Comentario al Evangelio del

Fernando Torres cmf

 

      Conviene de vez en cuando en la vida centrarse en lo fundamental y dejar lo accesorio. No vaya a ser que vayamos a terminar confundiendo lo uno con lo otro. Lo que se dice de la vida se aplica también a la vida cristiana y a la Iglesia. 

      Podemos llegar a pensar que en la vida cristiana es importante la forma de colocar las flores en el altar, el tamaño de la iglesia, la longitud de las oraciones, ponerse de rodillas o sentado, hacer peregrinaciones, rezar esto o lo otro, hacer el mes de ejercicios o practicar el retiro mensual, saberse las diversas devociones y para qué sirve cada santo, que el sacerdote lleve las vestimentas adecuadas y que se arrodille en su momento y pronuncie las palabras justas. 

      Pero Jesús nos centra en lo fundamental y en muy pocas palabras. Nos enseña a orar y nos da una indicación interesante. De entrada que no hay que usar muchas palabras, que nuestro Padre del cielo ya sabe lo que nos hace falta, que para eso es nuestro Padre y nos quiere bien. Hay que tenerlo en cuenta no vaya a ser que pensemos que a base de repetir Dios nos va a hacer más caso.

      Y luego nos deja una oración de ejemplo. La oración por excelencia. El Padrenuestro. Es una oración de petición pero que al mismo tiempo nos compromete. Nos enseña a pedir lo fundamental. Nada de aprobar el examen o que mañana haga buen tiempo. Que venga su reino, que se haga su voluntad –y la voluntad de Dios no se refiere sino a que seamos capaces de amar como él nos amó, y de perdonar, y de ser misericordiosos, y de luchar por la justicia...–. Cuando rezamos el padrenuestro nos dirigimos a Dios pero también nos comprometemos con él solemnemente a perdonar y amar como hemos sido perdonados y amados. Así de simple. Así de claro. 

      Rezar el Padrenuestro nos saca del ese mundito cerrado, consolador e íntimo en que a veces convertimos la oración. Y nos lleva directamente a la calle, a la relación con los hermanos, a trabajar en todo momento por construir el reino. 
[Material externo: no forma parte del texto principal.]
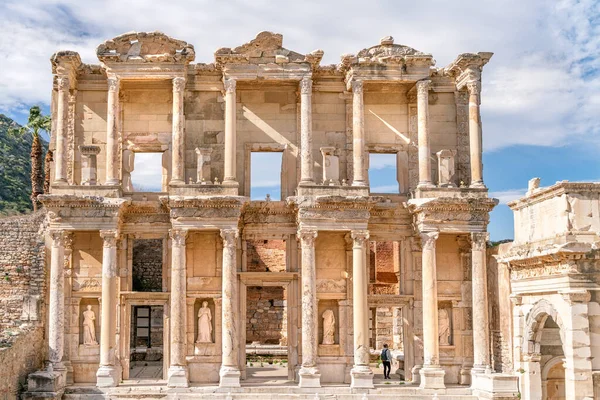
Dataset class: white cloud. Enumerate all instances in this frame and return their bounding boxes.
[0,0,600,150]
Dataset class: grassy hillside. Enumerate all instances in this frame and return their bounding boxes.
[0,114,40,215]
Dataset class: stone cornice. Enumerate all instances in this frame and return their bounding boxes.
[508,181,600,211]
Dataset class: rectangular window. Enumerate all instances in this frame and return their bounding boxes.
[250,151,283,200]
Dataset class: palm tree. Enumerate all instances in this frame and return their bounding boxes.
[13,106,52,211]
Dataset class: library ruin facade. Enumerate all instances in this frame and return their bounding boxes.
[9,32,591,398]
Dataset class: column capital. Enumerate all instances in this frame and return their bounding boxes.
[471,232,490,250]
[49,229,65,247]
[169,228,188,246]
[420,232,440,250]
[221,228,239,247]
[415,79,431,96]
[350,230,369,247]
[300,76,312,94]
[173,76,185,92]
[56,76,71,91]
[223,78,237,93]
[296,228,318,246]
[106,75,120,93]
[350,79,363,94]
[100,229,119,247]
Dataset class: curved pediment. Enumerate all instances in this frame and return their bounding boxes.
[215,31,323,67]
[96,32,196,64]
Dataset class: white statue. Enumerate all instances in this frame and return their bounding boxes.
[322,310,335,344]
[438,308,450,346]
[83,304,98,346]
[196,301,212,343]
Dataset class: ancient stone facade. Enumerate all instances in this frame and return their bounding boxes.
[19,32,516,398]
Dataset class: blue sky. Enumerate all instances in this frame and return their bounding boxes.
[0,0,600,240]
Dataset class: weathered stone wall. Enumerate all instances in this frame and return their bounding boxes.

      Por eso decía al principio de este comentario, que el Evangelio de hoy nos centra en lo fundamental, en lo verdaderamente importante. No vale la oración que no nos lleva a vivir como Jesús. No vale la oración que nos aleja de los hermanos. No vale la oración que no nos compromete en nuestra vida práctica con el reino, con nuestros hermanos y hermanas. El Padrenuestro se puede rezar cuantas veces se quiera pero sólo será válido si se hace vida, si se hace compromiso práctico en favor del amor y de la justicia, en favor del Reino.